Le macchie della pelle (ipercromie e ipocromie) sono quasi sempre legate al fotoinvecchiamento, a meno che non siano congenite (presenti dalla nascita) o dovute a patologie tumorali.

Clinicamente abbiamo:

  1. efelidi (più scure con esposizione solare)
  2. lentiggini (non dipendenti dall’esposizione solare)
  3. melasma (macchie ipercromiche simmetriche generalmente su zigomi e guance)
  4. lentigo solari

Con la luce di Wood si determina la localizzazione del pigmento (melanina) che può essere superficiale (epidermide), profonda (derma), o mista.

I depigmentanti interferiscono nei diversi stadi della sintesi biologica della melanina.

Indispensabile è per il paziente comprendere l’efficacia di una cosmesi preventiva con l’uso quotidiano del sun-block.

I depigmentanti vengono usati in creme domiciliari o veicolati sulla pelle ambulatorialmente attraverso l’uso di peeling o maschere.

Per l’uso del trattamento depigmentante è indispensabile un check-up cutaneo, che ci permette di dosare la quantità del principio attivo, il tipo di principio e la durata del trattamento.

La moderna medicina estetica usa come sostanze depigmentanti:

  • idrochinone
  • acido retinoico
  • acido glicolico
  • acido kogjco
  • acido azelaico
  • glabridina
  • acido ascorbico
  • varie tinture madri fitoterapiche

Nel trattamento depigmentante deve essere sospesa sia la contraccezione, sia l’uso di lampade UVA.

I depigmentanti vengono applicati dal dott.

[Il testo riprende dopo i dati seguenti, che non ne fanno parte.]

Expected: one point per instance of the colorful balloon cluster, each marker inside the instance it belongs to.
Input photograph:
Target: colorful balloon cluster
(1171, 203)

Fracasso dopo un trattamento domiciliare di preparazione sotto forma di peeling e ultimamente in forma di gel-mask.

Lo stesso dott. Fracasso ha formulato delle creme fitoterapiche depigmentanti per i trattamenti domiciliari. Quest’ultime, a differenza dei preparati di sintesi, risultano essere meno traumatiche ed avere maggior compliance da parte dell’utente.